ELDERLY DIALYSIS PATIENTS AND QUALITY OF LIFE: A SINGLE CENTRE EXPERIENCE

K HARRISON1, N COOK2, K CHERRY2, J BAKKER2, D POWER2, J SNIDER2

1Latrobe Regional Hospital, Traralgon West, Victoria; 2Austin Health, Heidelberg, Victoria

Aim: To provide a snapshot of patients aged 75 years and over dialysing through a single metropolitan centre in regards to quality of life, dialysis duration, hospitalisation and deaths.

Background: Commencing dialysis in elderly patients remains controversial. Elderly patients have the highest incidence of dialysis commencement, raising questions of the appropriateness of this in relation to patient survival, quality of life and cost.

Method: After ethics approval, data was retrospectively collected from patient files and pre-existing databases for patients aged 75 years and above receiving dialysis between 1/1/2014 and 31/12/2014. SF-36 questionnaires and Karnofsky scores were performed where patients consented.

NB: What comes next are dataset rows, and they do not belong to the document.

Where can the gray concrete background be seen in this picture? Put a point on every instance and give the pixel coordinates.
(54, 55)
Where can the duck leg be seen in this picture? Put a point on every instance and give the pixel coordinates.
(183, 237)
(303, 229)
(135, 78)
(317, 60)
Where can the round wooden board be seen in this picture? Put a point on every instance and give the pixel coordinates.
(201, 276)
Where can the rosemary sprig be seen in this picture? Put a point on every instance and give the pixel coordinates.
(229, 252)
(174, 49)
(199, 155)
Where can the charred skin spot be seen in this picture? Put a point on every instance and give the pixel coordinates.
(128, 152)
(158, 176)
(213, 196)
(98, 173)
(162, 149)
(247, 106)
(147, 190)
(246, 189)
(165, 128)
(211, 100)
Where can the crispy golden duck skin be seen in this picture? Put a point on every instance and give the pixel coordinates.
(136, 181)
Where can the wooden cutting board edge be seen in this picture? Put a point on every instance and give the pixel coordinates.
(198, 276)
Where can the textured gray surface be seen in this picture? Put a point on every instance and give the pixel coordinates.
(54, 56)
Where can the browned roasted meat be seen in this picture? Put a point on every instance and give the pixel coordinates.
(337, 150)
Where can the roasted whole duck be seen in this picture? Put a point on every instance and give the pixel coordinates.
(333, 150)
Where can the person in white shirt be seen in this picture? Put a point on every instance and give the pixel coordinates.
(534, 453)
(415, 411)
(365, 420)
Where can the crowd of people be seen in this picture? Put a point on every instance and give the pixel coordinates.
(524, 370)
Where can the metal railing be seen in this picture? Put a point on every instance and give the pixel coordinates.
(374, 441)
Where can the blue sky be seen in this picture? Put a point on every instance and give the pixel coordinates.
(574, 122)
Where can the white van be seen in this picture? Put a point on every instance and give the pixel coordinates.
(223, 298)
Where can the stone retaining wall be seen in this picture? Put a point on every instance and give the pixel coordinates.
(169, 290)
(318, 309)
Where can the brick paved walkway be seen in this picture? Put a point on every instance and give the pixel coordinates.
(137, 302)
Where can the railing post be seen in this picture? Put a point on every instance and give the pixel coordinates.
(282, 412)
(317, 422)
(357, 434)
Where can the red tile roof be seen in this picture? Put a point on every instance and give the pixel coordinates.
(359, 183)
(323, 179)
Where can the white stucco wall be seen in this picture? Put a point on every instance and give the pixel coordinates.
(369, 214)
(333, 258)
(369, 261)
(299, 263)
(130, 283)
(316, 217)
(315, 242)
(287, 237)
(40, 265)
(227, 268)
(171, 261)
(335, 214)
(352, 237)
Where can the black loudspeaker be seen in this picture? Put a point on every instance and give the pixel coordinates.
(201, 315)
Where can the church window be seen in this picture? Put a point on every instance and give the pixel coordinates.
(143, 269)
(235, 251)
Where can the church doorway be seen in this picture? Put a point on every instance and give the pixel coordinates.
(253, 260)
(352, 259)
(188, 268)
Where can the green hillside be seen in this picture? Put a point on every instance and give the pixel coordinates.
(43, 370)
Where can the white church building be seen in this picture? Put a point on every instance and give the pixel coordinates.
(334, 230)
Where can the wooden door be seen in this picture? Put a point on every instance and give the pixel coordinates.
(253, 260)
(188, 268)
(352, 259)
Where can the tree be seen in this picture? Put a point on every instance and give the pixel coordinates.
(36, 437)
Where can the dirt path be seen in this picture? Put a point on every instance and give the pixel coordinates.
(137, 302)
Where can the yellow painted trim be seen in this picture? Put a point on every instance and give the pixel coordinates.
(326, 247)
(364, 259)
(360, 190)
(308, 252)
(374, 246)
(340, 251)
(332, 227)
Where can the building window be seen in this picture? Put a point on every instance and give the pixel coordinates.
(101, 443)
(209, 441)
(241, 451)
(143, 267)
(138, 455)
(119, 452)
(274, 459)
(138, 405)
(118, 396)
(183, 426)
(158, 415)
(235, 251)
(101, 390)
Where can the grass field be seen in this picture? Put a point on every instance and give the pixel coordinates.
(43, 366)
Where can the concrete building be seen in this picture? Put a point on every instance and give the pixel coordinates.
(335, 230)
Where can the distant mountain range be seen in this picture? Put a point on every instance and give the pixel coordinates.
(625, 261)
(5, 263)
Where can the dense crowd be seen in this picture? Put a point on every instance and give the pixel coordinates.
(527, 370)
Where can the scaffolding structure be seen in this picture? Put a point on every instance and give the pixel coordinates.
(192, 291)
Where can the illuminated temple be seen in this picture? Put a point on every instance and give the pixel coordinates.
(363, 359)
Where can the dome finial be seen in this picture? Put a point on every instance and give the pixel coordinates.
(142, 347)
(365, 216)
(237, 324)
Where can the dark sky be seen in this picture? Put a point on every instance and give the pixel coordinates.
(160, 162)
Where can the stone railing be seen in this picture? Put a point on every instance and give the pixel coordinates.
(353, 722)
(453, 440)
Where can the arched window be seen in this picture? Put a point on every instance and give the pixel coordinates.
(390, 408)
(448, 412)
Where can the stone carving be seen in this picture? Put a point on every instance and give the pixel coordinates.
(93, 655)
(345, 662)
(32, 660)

Results: 123 patients were included. 89.4% received satellite dialysis. 88.6% of patients lived in their own homes and most were independently mobile. 34.6% drove themselves to dialysis and 39% utilised non-emergency ambulance. Patients who died had a higher proportion of cardiac disease (p=0.013), diabetes (p=0.036) and lower limb ischaemia (p<0.0001). Patients who died during the study period had a higher number of co-morbid conditions compared to those still living (p<0.0001). 31 patients died. Median dialysis duration was 4.74 years (IQR 2.11-7.27). Median hospitalisation was 3 days (IQR 0-13), higher in those deceased compared to those living, median 21 days and 0 days respectively. 23 patients completed the SF36 questionnaire with a broad range of responses.

Conclusions: Most patients were sufficiently independent to be considered to have quality of life. Patients who died were more likely to have a greater number of co-morbidities and to be hospitalised. This is consistent with other observational studies.